Malam semakin larut dan aku terus berusaha minta tolong. Keadaan dalam keluarga ini semakin kacau saja. Semua memandangku dengan pandangan rasa kasihan melihat seorang bayi penuh air mata. Sementara anak yang di luar kadang mengumpatku, lalu menunjukkan wajah seramnya.
“Gimana ini, Pa? sudah jam sepuluh malam anak kita belum juga tidur. Nangis terus dari tadi sampai matanya merah.” Berulangkali ibu mengusap keningku yang basah oleh keringat.
“Apa dia sakit?” Tanya ayahku, sambil duduk di samping ibuku.
“Kemarin kan baru ke dokter?”
“Lalu apa? Kasihan dia, dari tadi sore nangis terus.”

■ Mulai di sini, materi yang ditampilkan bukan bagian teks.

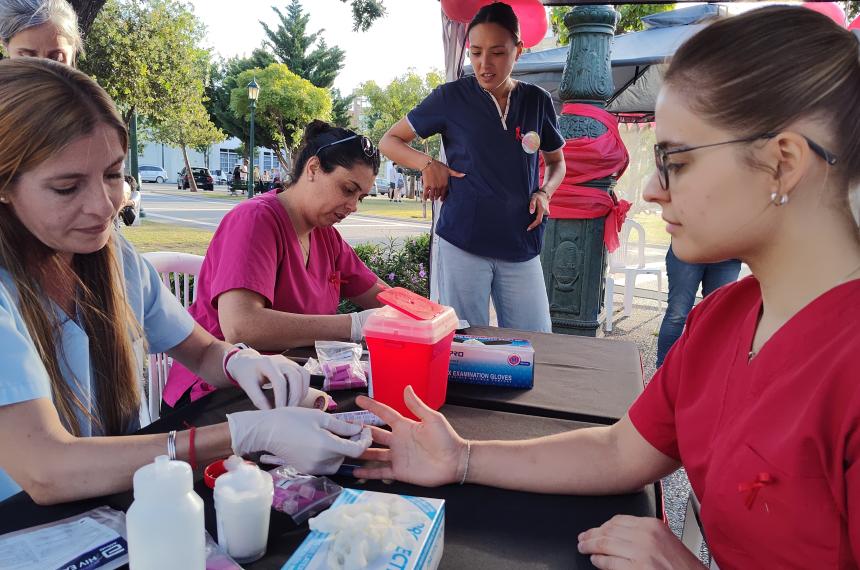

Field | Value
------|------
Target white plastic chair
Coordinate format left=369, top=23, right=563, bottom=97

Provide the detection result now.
left=603, top=219, right=664, bottom=332
left=141, top=251, right=203, bottom=427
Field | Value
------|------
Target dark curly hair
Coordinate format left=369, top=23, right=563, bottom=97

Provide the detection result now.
left=289, top=119, right=379, bottom=186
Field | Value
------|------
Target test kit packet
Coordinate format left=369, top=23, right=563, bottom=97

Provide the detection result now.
left=448, top=334, right=535, bottom=389
left=281, top=489, right=445, bottom=570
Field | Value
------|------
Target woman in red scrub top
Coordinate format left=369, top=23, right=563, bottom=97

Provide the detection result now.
left=356, top=6, right=860, bottom=570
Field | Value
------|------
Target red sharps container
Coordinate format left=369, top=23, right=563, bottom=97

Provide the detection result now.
left=364, top=287, right=457, bottom=419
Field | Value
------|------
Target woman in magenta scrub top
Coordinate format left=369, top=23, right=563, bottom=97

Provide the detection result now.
left=355, top=6, right=860, bottom=570
left=164, top=121, right=386, bottom=407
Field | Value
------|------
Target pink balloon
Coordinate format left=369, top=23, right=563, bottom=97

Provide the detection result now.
left=442, top=0, right=489, bottom=24
left=803, top=2, right=845, bottom=28
left=507, top=0, right=548, bottom=48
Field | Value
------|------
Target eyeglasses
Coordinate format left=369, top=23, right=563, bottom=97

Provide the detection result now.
left=654, top=133, right=839, bottom=191
left=314, top=135, right=379, bottom=158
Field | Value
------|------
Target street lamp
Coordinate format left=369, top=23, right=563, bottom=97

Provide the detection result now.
left=248, top=77, right=260, bottom=198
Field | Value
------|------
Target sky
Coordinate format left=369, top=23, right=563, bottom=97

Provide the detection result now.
left=191, top=0, right=445, bottom=94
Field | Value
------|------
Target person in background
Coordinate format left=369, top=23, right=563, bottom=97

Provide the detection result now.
left=355, top=6, right=860, bottom=570
left=0, top=57, right=366, bottom=504
left=379, top=2, right=565, bottom=332
left=230, top=162, right=242, bottom=196
left=380, top=159, right=397, bottom=202
left=164, top=121, right=387, bottom=407
left=394, top=166, right=406, bottom=202
left=115, top=174, right=140, bottom=229
left=657, top=244, right=741, bottom=368
left=0, top=0, right=83, bottom=66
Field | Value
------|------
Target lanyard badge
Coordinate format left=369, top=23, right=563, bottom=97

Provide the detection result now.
left=517, top=127, right=540, bottom=154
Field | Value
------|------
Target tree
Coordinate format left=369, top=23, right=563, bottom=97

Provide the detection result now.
left=356, top=69, right=445, bottom=158
left=230, top=63, right=331, bottom=172
left=149, top=84, right=225, bottom=192
left=260, top=0, right=346, bottom=87
left=549, top=4, right=675, bottom=46
left=80, top=0, right=209, bottom=124
left=69, top=0, right=106, bottom=36
left=331, top=89, right=355, bottom=129
left=70, top=0, right=385, bottom=36
left=204, top=49, right=275, bottom=148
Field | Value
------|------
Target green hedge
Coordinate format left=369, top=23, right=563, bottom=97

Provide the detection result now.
left=338, top=233, right=430, bottom=313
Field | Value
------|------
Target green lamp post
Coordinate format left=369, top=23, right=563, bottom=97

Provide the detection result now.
left=248, top=77, right=260, bottom=198
left=541, top=5, right=618, bottom=336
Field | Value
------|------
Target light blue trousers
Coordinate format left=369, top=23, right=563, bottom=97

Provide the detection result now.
left=437, top=237, right=552, bottom=332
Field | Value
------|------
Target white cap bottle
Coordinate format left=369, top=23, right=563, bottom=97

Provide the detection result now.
left=125, top=455, right=206, bottom=570
left=215, top=455, right=274, bottom=564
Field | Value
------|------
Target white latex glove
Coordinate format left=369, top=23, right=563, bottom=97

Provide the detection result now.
left=227, top=408, right=371, bottom=475
left=349, top=309, right=376, bottom=342
left=227, top=348, right=311, bottom=410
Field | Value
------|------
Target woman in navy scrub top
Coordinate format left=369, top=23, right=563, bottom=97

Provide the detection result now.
left=379, top=2, right=565, bottom=332
left=355, top=6, right=860, bottom=570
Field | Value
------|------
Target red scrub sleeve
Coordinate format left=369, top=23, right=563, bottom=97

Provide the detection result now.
left=839, top=392, right=860, bottom=568
left=627, top=326, right=693, bottom=461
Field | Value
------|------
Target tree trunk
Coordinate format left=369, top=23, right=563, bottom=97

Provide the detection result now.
left=70, top=0, right=106, bottom=37
left=272, top=143, right=290, bottom=179
left=182, top=145, right=197, bottom=192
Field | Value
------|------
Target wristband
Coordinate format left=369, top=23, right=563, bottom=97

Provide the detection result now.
left=188, top=426, right=197, bottom=471
left=167, top=429, right=176, bottom=461
left=460, top=439, right=472, bottom=485
left=221, top=342, right=250, bottom=386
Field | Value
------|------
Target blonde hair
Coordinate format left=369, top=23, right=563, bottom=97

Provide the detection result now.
left=0, top=0, right=84, bottom=60
left=0, top=58, right=140, bottom=435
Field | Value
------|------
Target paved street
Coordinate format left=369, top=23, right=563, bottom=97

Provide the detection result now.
left=143, top=184, right=430, bottom=245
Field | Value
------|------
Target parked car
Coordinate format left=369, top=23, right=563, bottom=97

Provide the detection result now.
left=370, top=178, right=388, bottom=196
left=137, top=164, right=167, bottom=184
left=212, top=168, right=228, bottom=184
left=176, top=166, right=215, bottom=190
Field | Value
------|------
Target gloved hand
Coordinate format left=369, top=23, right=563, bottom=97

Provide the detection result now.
left=349, top=309, right=376, bottom=342
left=225, top=348, right=311, bottom=410
left=227, top=408, right=371, bottom=475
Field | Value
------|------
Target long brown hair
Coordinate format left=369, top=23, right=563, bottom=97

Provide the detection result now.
left=664, top=6, right=860, bottom=189
left=0, top=58, right=140, bottom=435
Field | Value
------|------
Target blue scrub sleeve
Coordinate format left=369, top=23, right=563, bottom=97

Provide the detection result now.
left=540, top=91, right=565, bottom=152
left=0, top=282, right=51, bottom=406
left=406, top=85, right=447, bottom=139
left=133, top=248, right=194, bottom=354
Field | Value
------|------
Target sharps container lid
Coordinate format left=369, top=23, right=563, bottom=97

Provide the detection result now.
left=376, top=287, right=448, bottom=321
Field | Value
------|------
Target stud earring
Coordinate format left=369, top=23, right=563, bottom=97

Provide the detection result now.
left=770, top=192, right=788, bottom=207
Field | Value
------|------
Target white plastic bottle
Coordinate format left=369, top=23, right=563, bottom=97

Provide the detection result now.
left=125, top=455, right=206, bottom=570
left=215, top=455, right=274, bottom=564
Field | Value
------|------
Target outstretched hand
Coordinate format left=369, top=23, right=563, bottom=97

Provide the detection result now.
left=421, top=160, right=466, bottom=202
left=355, top=386, right=466, bottom=487
left=578, top=515, right=705, bottom=570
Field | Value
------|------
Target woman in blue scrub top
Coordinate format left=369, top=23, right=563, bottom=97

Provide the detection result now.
left=0, top=57, right=367, bottom=504
left=379, top=2, right=565, bottom=332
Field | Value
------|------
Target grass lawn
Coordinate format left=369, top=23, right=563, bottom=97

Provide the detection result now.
left=357, top=196, right=432, bottom=222
left=122, top=220, right=213, bottom=255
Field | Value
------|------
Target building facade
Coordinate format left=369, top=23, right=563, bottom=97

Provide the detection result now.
left=137, top=137, right=289, bottom=184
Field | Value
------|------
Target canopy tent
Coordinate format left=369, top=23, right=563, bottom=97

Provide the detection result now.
left=463, top=4, right=727, bottom=115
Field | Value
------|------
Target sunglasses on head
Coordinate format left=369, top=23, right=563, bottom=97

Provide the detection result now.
left=314, top=135, right=379, bottom=158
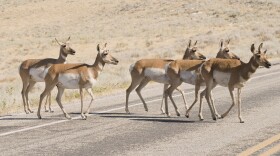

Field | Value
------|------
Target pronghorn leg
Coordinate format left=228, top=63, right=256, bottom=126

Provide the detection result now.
left=136, top=78, right=151, bottom=112
left=166, top=85, right=180, bottom=116
left=37, top=83, right=55, bottom=119
left=185, top=82, right=200, bottom=118
left=80, top=88, right=87, bottom=120
left=210, top=82, right=221, bottom=118
left=221, top=86, right=235, bottom=118
left=206, top=79, right=217, bottom=120
left=125, top=77, right=143, bottom=113
left=45, top=92, right=54, bottom=113
left=164, top=89, right=170, bottom=117
left=85, top=88, right=94, bottom=116
left=160, top=84, right=168, bottom=114
left=53, top=86, right=71, bottom=119
left=44, top=94, right=49, bottom=112
left=175, top=86, right=186, bottom=118
left=49, top=92, right=54, bottom=113
left=25, top=81, right=36, bottom=113
left=198, top=88, right=206, bottom=120
left=237, top=88, right=244, bottom=123
left=21, top=80, right=29, bottom=114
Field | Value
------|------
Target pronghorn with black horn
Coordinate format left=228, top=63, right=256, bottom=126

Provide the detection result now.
left=125, top=40, right=206, bottom=116
left=19, top=37, right=76, bottom=114
left=37, top=44, right=119, bottom=119
left=200, top=43, right=271, bottom=123
left=165, top=40, right=239, bottom=117
left=186, top=40, right=240, bottom=120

“Coba sini kakek yang gendong. Jangan nangis terus ya anak baik.” Diangkatnya tubuh kecilku oleh kakek dan diajaknya keluar. Aku semakin takut dan suara tangisanku semakin keras. Aku mencoba menolak untuk keluar rumah, takut kalau anak itu melakukan sesuatu yang buruk terhadapku.

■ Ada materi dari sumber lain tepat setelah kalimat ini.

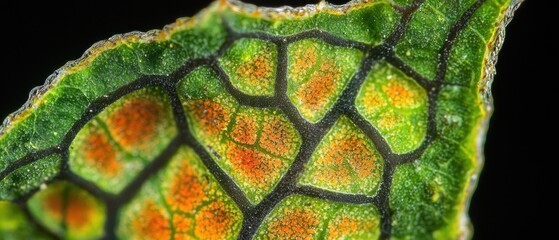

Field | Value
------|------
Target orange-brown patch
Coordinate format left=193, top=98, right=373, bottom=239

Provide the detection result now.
left=297, top=59, right=341, bottom=110
left=268, top=209, right=320, bottom=240
left=82, top=133, right=122, bottom=176
left=65, top=191, right=94, bottom=229
left=227, top=144, right=282, bottom=187
left=293, top=47, right=316, bottom=78
left=167, top=161, right=206, bottom=213
left=382, top=81, right=417, bottom=107
left=194, top=201, right=235, bottom=239
left=259, top=116, right=297, bottom=157
left=231, top=114, right=258, bottom=145
left=318, top=133, right=377, bottom=184
left=132, top=200, right=171, bottom=239
left=43, top=189, right=94, bottom=229
left=378, top=111, right=402, bottom=130
left=190, top=100, right=229, bottom=134
left=361, top=84, right=386, bottom=109
left=237, top=52, right=273, bottom=85
left=173, top=233, right=195, bottom=240
left=108, top=98, right=164, bottom=146
left=173, top=214, right=193, bottom=233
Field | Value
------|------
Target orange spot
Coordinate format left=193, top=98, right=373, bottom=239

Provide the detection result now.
left=318, top=132, right=377, bottom=184
left=82, top=133, right=121, bottom=176
left=194, top=202, right=235, bottom=239
left=167, top=161, right=206, bottom=213
left=237, top=50, right=273, bottom=85
left=132, top=200, right=171, bottom=239
left=173, top=214, right=193, bottom=233
left=297, top=59, right=341, bottom=110
left=174, top=233, right=195, bottom=240
left=328, top=215, right=375, bottom=239
left=43, top=188, right=94, bottom=229
left=268, top=209, right=320, bottom=240
left=108, top=98, right=164, bottom=146
left=190, top=100, right=229, bottom=134
left=259, top=116, right=297, bottom=157
left=227, top=144, right=282, bottom=187
left=382, top=81, right=418, bottom=107
left=231, top=114, right=258, bottom=145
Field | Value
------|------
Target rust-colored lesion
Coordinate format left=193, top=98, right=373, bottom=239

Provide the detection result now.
left=297, top=59, right=341, bottom=110
left=82, top=132, right=122, bottom=176
left=194, top=201, right=237, bottom=239
left=259, top=116, right=298, bottom=157
left=266, top=209, right=321, bottom=240
left=292, top=46, right=316, bottom=79
left=227, top=143, right=283, bottom=188
left=173, top=214, right=194, bottom=233
left=231, top=113, right=258, bottom=145
left=132, top=200, right=171, bottom=240
left=188, top=99, right=230, bottom=135
left=107, top=98, right=165, bottom=147
left=166, top=161, right=208, bottom=213
left=43, top=188, right=95, bottom=229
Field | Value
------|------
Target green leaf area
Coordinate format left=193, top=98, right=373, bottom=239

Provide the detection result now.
left=0, top=0, right=519, bottom=239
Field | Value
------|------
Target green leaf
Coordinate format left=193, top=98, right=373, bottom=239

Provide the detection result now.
left=0, top=0, right=520, bottom=239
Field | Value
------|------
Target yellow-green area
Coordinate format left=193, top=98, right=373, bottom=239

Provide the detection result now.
left=117, top=147, right=243, bottom=240
left=0, top=0, right=518, bottom=240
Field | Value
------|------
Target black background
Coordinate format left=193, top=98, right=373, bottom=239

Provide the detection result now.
left=0, top=0, right=559, bottom=239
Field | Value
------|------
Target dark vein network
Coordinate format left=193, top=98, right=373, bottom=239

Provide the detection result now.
left=0, top=0, right=485, bottom=239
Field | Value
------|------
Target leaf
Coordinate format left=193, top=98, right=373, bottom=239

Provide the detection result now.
left=0, top=0, right=520, bottom=239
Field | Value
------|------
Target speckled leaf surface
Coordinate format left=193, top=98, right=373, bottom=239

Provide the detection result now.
left=0, top=0, right=520, bottom=239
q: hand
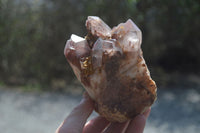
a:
[56,94,151,133]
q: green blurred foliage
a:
[0,0,200,88]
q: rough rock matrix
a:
[64,16,157,122]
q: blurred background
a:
[0,0,200,132]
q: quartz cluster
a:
[64,16,157,122]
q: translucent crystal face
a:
[64,16,156,122]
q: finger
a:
[83,116,110,133]
[126,115,146,133]
[143,107,151,119]
[103,122,128,133]
[56,94,94,133]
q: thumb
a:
[56,93,94,133]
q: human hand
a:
[56,94,151,133]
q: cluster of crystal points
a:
[64,16,156,122]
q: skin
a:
[55,93,151,133]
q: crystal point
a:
[64,16,157,122]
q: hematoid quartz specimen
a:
[64,16,157,122]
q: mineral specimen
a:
[64,16,157,122]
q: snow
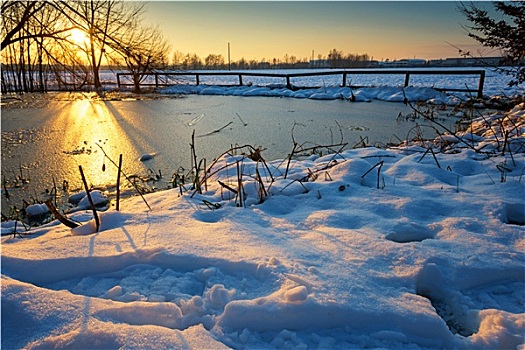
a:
[1,95,525,349]
[160,68,523,102]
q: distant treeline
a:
[170,49,372,70]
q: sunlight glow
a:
[68,28,89,46]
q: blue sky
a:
[141,1,494,60]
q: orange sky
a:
[145,1,497,61]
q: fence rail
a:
[117,69,485,98]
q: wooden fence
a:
[117,69,485,98]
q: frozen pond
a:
[2,95,456,213]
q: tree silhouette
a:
[459,1,525,86]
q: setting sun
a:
[68,28,89,46]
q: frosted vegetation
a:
[2,69,525,349]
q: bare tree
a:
[55,0,144,90]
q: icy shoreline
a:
[2,104,525,349]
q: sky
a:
[139,1,494,61]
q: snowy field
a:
[1,78,525,349]
[145,68,523,105]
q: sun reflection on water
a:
[46,99,139,191]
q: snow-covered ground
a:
[2,93,525,349]
[154,68,523,105]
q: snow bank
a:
[2,104,525,349]
[160,69,524,102]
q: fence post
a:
[478,70,485,98]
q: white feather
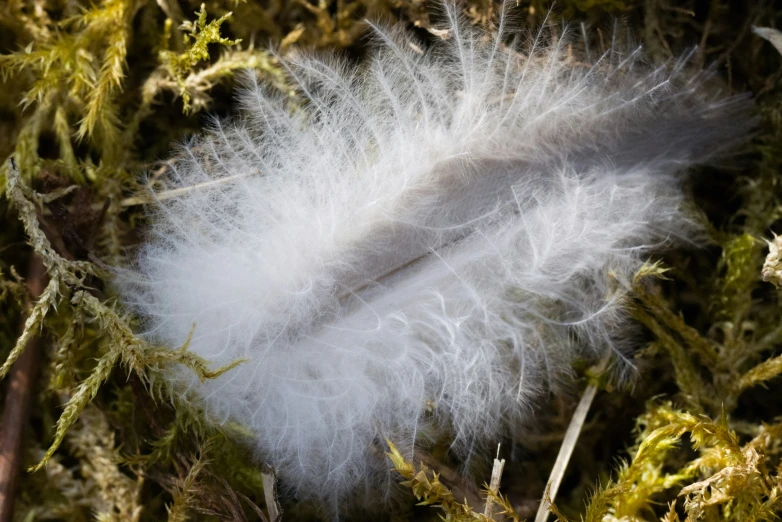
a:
[118,4,750,498]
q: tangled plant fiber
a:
[117,5,752,501]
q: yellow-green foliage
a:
[0,0,782,522]
[386,441,520,522]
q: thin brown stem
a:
[0,254,48,522]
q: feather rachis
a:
[118,3,750,497]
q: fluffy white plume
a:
[118,4,749,497]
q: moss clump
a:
[0,0,782,522]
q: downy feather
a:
[117,3,751,498]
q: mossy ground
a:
[0,0,782,522]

“Tak mau keluar, ya?” Tanya kakekku. Aku tak menjawab. Sepertinya kakek mengerti sesuatu melihat gelagatku. Beliau membisikkan sesuatu pada telinga kananku, sangat lirih sehingga aku pun tak mendengarnya. Aku dibawa keluar lagi. Aku berontak.
“Anak ini tak mau ikut denganmu. Jangan memaksanya. Pergi saja sana sebelum aku mengusirmu!!”
Kakek tahu keberadaan anak itu tapi beliau tak bisa melihatnya. Kulihat pandangannya salah saat bicara tadi. Anak yang di luar takut juga mendengar perkataan kakek. Seperti dikejar anjing ia lari terbirit-birit tanpa mengucapkan sepatah kata pun.
Aku diam. Dan semua orang di rumah ini pun menunjukkan kegembiraannya. Aku lelah karena sedari tadi menangis dan semua orang pun lelah. Sampai jam sebelas malam saat ini menungguku, menangis tak tahu sebabnya. Sudahlah, aku berjanji pada diriku sendiri untuk tidak sembarangan berteman, salah-salah membuat celaka pada diri- sendiri.